On June 12, 2018, Thomas Ressler, 66, of Whitehall, Montana,
was sentenced by the U.S. District Court in Helena to serve 36 months in prison
for designing dozens of fraudulent solicitations used in an international
mail-fraud scheme. On February 22, 2018,
Ressler pleaded guilty to conspiracy to commit mail fraud.

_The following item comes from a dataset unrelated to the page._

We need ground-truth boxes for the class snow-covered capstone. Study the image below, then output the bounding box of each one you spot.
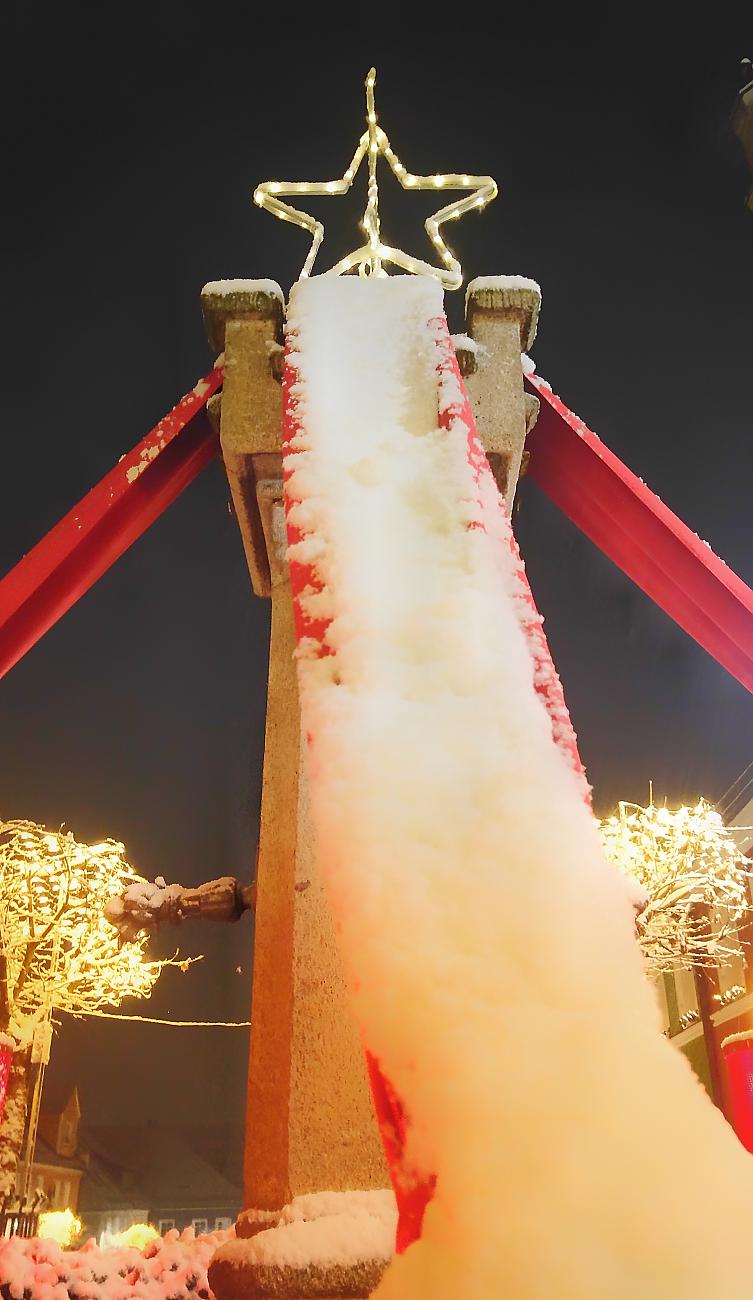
[274,273,753,1300]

“This defendant used his artistic abilities to advance a
scheme that defrauded thousands of elderly victims,” said Acting Assistant
Attorney General Chad Readler, head of the Justice Department’s Civil
Division. “The Department of Justice
will continue to hold accountable those who knowingly facilitate fraud against
America’s seniors.”
Ressler created more than 200 fraudulent sweepstakes and
prize-notification letters that falsely informed recipients they could claim
cash or other valuable prizes by submitting a processing or delivery fee. The letters appeared to come from
official-sounding but fictitious entities with names like Cash Payout
Disbursement Advisors, Progressive Winners Guarantors, and Vehicle Transport
Company. Many of the letters included
the name and signature of a purported officer or representative of the
fictitious entity.
Ressler’s co-conspirators, Ryan Young and Ercan Barka, used
the solicitations Ressler created to perpetrate their large-scale scheme,
sending Ressler’s designed solicitations to victims throughout the United States
and numerous foreign countries. Although
the solicitations appeared personally directed to each recipient, Barka and
Young actually sent them to thousands of recipients identified on mailing lists
bought from list brokers and corporate entities. No victim who submitted a fee in response to
a solicitation ever received the large cash prize or other valuable items
touted in the solicitations. At most,
some victims received a report listing unrelated sweepstakes or a worthless
piece of jewelry.
Ercan Barka and Ryan Young previously pleaded guilty in the
Eastern District of New York to conspiracy to commit mail fraud. They are awaiting sentencing.
The United States Postal Inspection Service investigated
this case. Trial Attorney John W. Burke
of the Civil Division’s Consumer Protection Branch is prosecuting it.